Retail expert Robert Gibbs said the change would increase sales on Pacific 20-30 percent overnight.

Retail expert Robert Gibbs said the change would increase sales on Pacific 20-30 percent overnight.

Councilmember Katherine Beiers made an impassioned plea at last week’s city council meeting. She tried to bring in more public input on the Downtown Association’s plan to turn Pacific Avenue into a two-way street for part of the holiday season—even though businesses like the idea.

“The street doesn’t belong to the landlords and the retailers, however wonderful they are—and they’re struggling—and the wonderful job they’re doing,” said Beiers at the Oct. 26 meeting. “It doesn’t even belong to us. It really belongs to the community.”

Beiers, worried the discussion is moving too fast, tried to convince council to send out postcards or do a reverse 911 phone call to get the word out about a hearing on the three-month trial run.

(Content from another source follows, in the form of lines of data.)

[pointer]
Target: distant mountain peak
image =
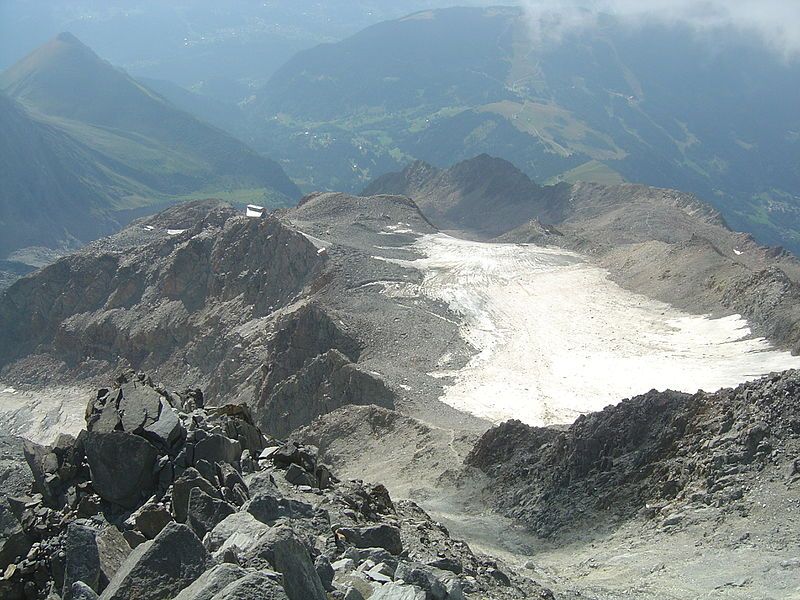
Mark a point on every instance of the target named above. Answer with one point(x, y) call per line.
point(68, 38)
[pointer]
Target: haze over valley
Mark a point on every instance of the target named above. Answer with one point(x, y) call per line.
point(413, 300)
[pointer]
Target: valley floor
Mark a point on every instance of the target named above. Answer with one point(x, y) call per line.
point(555, 337)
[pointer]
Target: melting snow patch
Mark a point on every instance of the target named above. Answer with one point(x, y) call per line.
point(555, 337)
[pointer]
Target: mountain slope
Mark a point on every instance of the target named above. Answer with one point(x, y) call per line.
point(53, 188)
point(655, 105)
point(658, 242)
point(124, 142)
point(484, 196)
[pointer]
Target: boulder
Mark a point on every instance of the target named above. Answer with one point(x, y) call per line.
point(112, 550)
point(139, 407)
point(211, 582)
point(82, 559)
point(13, 540)
point(218, 448)
point(189, 480)
point(281, 547)
point(255, 586)
point(376, 536)
point(81, 591)
point(102, 415)
point(43, 463)
point(167, 431)
point(151, 519)
point(396, 591)
point(241, 529)
point(296, 475)
point(205, 512)
point(161, 568)
point(325, 571)
point(422, 577)
point(268, 506)
point(122, 467)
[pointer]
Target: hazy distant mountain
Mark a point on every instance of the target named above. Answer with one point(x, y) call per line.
point(53, 187)
point(656, 105)
point(219, 49)
point(88, 144)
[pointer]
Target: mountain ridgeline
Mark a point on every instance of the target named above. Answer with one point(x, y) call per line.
point(86, 147)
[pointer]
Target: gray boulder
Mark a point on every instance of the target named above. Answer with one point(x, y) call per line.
point(189, 480)
point(422, 577)
point(376, 536)
point(122, 467)
point(241, 529)
point(151, 519)
point(211, 582)
point(395, 591)
point(82, 559)
point(139, 406)
point(112, 550)
point(281, 547)
point(296, 475)
point(325, 571)
point(205, 513)
point(218, 448)
point(167, 430)
point(268, 506)
point(161, 568)
point(43, 463)
point(81, 591)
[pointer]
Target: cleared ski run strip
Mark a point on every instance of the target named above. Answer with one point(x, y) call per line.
point(555, 337)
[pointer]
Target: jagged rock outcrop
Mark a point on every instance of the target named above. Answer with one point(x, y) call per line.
point(484, 196)
point(226, 520)
point(194, 293)
point(654, 455)
point(181, 292)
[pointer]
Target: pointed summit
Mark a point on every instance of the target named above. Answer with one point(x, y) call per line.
point(63, 77)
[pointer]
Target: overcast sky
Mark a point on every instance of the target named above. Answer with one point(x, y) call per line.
point(775, 22)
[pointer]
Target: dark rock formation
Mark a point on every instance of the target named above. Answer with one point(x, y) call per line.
point(283, 530)
point(161, 568)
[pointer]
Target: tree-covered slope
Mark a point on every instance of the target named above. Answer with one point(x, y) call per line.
point(714, 115)
point(113, 145)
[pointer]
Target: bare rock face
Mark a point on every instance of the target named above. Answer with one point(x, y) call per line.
point(155, 299)
point(324, 384)
point(123, 467)
point(662, 450)
point(160, 569)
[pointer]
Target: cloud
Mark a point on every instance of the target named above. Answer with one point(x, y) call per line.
point(775, 22)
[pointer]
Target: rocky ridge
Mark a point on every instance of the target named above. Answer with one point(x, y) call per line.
point(164, 497)
point(197, 293)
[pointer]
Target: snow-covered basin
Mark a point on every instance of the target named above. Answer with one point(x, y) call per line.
point(555, 337)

She didn’t win much support.

“When we added dogs to downtown, we had months of debate, and we didn’t postcard the entire community,” said Mayor Ryan Coonerty. City council agreed instead to place an ad in a local newspaper.

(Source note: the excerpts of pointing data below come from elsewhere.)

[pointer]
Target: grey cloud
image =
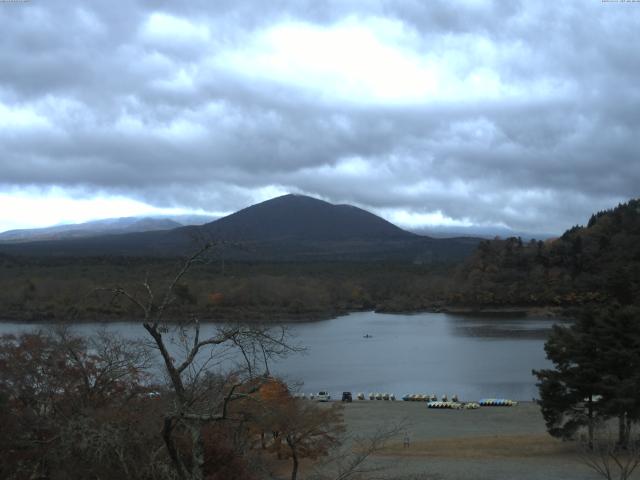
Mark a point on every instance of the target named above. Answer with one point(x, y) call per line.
point(533, 163)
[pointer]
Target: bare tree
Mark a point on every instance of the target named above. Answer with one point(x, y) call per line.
point(200, 398)
point(353, 461)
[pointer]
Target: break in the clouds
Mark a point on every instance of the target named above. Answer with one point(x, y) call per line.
point(517, 114)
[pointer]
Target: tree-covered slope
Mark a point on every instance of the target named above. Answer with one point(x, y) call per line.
point(597, 263)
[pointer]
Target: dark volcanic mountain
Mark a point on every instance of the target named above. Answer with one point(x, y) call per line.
point(90, 229)
point(287, 228)
point(297, 217)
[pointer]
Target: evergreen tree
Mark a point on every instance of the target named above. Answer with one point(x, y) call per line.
point(596, 374)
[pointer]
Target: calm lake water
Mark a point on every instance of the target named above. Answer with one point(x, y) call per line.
point(470, 356)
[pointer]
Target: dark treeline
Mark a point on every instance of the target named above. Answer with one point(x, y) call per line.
point(59, 288)
point(596, 264)
point(588, 265)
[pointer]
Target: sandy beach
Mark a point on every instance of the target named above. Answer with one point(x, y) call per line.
point(490, 443)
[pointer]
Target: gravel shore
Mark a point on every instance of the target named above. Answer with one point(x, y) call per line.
point(490, 443)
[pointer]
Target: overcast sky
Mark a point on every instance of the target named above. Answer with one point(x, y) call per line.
point(518, 114)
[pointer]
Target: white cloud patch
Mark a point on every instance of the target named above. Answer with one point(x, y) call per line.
point(495, 113)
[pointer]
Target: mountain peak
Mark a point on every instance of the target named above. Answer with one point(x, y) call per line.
point(301, 217)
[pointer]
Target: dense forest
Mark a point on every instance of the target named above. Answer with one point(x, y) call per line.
point(59, 288)
point(595, 264)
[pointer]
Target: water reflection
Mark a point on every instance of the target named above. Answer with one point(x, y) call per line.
point(470, 356)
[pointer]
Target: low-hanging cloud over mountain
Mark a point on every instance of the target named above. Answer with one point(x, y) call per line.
point(520, 114)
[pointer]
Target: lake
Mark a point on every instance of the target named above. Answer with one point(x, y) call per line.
point(471, 356)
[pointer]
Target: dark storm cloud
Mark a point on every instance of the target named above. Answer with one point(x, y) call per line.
point(152, 100)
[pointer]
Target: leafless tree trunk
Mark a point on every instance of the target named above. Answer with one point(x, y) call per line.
point(195, 404)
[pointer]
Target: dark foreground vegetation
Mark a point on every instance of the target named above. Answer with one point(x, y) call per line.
point(90, 408)
point(592, 265)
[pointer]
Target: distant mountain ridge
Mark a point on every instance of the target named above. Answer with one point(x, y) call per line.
point(101, 227)
point(286, 228)
point(304, 218)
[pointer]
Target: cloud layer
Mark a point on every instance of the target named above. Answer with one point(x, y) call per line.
point(521, 114)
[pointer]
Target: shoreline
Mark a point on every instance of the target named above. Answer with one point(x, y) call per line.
point(258, 316)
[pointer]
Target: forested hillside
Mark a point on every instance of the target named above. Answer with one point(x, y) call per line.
point(594, 264)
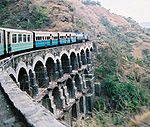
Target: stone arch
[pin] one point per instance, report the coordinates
(13, 78)
(50, 67)
(72, 50)
(88, 57)
(91, 49)
(49, 55)
(21, 65)
(41, 74)
(59, 68)
(64, 52)
(57, 98)
(83, 57)
(33, 85)
(46, 102)
(85, 71)
(24, 80)
(81, 105)
(12, 74)
(65, 63)
(73, 60)
(64, 94)
(78, 83)
(79, 60)
(70, 88)
(38, 58)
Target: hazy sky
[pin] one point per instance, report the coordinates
(139, 10)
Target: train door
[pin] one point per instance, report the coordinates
(4, 41)
(1, 43)
(8, 42)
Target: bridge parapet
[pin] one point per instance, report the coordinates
(59, 78)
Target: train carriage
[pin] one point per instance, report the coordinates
(43, 39)
(1, 43)
(16, 40)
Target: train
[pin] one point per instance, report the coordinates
(15, 40)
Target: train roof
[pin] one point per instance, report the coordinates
(15, 30)
(45, 33)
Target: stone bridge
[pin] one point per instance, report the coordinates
(59, 78)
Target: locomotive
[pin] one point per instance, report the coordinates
(14, 40)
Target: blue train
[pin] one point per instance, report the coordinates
(13, 40)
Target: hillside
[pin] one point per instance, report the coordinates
(145, 24)
(73, 15)
(123, 57)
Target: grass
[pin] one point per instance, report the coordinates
(140, 120)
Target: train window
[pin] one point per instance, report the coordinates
(14, 38)
(0, 38)
(28, 38)
(38, 38)
(24, 38)
(19, 37)
(55, 37)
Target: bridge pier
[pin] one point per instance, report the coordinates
(60, 78)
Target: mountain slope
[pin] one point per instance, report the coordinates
(145, 24)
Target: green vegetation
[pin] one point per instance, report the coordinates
(91, 2)
(122, 95)
(34, 18)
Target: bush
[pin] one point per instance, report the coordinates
(90, 2)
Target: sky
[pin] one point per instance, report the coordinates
(138, 10)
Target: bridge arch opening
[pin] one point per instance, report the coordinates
(81, 105)
(83, 57)
(57, 98)
(88, 56)
(40, 73)
(78, 83)
(59, 69)
(13, 78)
(70, 88)
(46, 102)
(65, 64)
(79, 60)
(74, 111)
(86, 71)
(50, 66)
(73, 60)
(23, 80)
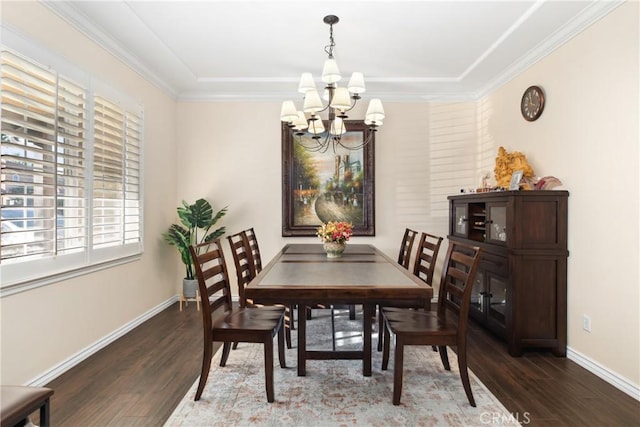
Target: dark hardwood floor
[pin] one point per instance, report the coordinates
(140, 378)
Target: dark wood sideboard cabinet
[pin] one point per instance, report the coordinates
(520, 290)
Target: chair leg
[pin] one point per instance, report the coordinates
(268, 367)
(333, 329)
(444, 356)
(281, 339)
(464, 374)
(398, 363)
(226, 348)
(287, 332)
(292, 319)
(352, 312)
(206, 365)
(387, 343)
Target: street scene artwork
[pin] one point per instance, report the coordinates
(328, 185)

As of press time, neither the paper nor the date had been decided. The council’s decision to test the waters with a two-way Pacific Avenue represents a 180-degree turnaround since retail expert Bob Gibbs first brought up the idea at a city council meeting in September. Gibbs said the change would increase sales on Pacific 20-30 percent virtually overnight.

Councilmembers Don Lane, Hillary Bryant and Lynn Robinson all expressed skepticism on the two-way suggestion. Since then, the $20,000 three-month-long trial run, which would launch Dec. 2, has been adopted by the Downtown Association and sent to city council. The council last week unanimously approved a joint public meeting—sending it to the Downtown Commission and also to the Transportation Commission for the larger session, scheduled for Thursday, Nov. 3 at City Hall.

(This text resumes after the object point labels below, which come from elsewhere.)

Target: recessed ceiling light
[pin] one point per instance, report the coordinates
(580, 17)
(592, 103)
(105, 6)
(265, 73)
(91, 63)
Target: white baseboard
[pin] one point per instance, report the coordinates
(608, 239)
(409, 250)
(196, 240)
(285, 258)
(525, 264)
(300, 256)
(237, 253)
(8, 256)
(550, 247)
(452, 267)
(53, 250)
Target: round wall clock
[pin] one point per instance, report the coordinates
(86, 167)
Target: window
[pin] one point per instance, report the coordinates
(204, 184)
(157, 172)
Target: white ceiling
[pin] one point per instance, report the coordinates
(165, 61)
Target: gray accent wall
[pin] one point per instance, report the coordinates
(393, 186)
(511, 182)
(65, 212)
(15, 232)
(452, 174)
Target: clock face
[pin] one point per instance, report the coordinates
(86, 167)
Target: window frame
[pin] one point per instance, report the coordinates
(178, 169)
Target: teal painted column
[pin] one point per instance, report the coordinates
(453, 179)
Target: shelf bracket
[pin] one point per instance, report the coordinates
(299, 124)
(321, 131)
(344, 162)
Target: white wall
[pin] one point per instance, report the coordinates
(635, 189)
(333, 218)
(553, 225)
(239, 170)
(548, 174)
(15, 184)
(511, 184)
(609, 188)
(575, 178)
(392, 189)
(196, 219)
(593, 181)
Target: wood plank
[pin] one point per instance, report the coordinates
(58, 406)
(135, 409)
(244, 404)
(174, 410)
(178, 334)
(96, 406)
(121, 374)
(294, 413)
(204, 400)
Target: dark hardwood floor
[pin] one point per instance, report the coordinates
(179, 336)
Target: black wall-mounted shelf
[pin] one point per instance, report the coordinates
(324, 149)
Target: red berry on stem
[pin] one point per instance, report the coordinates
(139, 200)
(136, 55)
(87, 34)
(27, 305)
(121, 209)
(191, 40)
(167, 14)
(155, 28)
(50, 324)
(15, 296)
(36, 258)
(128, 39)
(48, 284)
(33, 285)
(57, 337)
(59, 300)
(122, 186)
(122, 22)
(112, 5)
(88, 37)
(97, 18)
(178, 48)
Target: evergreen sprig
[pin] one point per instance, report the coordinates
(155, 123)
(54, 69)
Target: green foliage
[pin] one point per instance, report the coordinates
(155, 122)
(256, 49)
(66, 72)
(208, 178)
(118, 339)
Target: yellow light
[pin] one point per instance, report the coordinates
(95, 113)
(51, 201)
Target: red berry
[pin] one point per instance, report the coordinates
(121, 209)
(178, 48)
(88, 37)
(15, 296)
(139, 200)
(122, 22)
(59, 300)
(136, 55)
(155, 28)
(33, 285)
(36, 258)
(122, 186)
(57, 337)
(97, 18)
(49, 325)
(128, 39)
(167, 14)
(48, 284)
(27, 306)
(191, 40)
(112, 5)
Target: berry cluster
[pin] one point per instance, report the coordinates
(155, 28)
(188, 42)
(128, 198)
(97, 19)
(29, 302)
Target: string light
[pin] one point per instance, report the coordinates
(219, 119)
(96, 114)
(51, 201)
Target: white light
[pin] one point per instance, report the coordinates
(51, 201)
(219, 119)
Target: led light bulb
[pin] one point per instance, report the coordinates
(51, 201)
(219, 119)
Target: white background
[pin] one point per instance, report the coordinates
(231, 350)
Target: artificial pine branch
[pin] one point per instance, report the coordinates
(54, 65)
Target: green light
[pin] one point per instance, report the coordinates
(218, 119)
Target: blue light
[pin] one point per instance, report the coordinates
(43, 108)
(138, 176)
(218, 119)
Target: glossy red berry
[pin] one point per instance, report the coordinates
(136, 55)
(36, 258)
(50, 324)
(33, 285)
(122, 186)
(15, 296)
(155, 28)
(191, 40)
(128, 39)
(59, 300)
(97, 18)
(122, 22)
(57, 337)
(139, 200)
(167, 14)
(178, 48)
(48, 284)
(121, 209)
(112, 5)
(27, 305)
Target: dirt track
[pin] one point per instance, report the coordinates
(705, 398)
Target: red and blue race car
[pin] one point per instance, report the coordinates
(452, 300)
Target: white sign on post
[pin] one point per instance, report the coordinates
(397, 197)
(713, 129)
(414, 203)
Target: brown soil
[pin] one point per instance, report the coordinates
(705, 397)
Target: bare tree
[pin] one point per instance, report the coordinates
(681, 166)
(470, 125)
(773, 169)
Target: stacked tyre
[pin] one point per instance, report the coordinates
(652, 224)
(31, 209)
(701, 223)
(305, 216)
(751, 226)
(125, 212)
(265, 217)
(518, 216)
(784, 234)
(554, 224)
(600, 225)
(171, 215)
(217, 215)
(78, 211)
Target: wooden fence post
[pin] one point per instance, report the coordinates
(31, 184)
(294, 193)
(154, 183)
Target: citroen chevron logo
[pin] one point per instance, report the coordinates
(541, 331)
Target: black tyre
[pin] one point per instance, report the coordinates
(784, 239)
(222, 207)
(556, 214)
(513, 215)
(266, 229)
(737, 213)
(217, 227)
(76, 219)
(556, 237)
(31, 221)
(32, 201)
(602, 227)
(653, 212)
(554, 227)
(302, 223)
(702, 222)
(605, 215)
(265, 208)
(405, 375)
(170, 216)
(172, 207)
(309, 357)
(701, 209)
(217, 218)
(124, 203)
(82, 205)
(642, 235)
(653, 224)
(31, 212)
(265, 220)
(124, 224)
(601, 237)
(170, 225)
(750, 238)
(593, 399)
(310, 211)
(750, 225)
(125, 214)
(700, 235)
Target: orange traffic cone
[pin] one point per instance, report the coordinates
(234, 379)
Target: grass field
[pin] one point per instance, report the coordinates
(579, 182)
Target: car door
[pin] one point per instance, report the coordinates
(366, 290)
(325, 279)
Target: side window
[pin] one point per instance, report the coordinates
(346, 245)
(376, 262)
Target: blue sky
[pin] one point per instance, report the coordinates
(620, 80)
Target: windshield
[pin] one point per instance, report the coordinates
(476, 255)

After the hearing will be a Nov. 8 council meeting, which will ultimately decide the fate of the proposed trial run. Only the block between Locust and Water streets would remain one-way. Meanwhile, bicycle advocacy group People Power is mounting a campaign for a pedestrian-only Pacific, starting with closing the street on Sundays on a trial basis.

“We do have an excellent idea as far as what it could be and what it would look like,” says Micah Posner.

City attorney John Barisone says he won’t know until he sees a final plan whether or not it will need more study or an environmental impact report. Councilmember Lane reserved the right to vote “no” on the proposal next week if he feels the public process gets compromised.

“Clearly it is a fast and short process, and maybe we can get the job done in two weeks,” said Lane.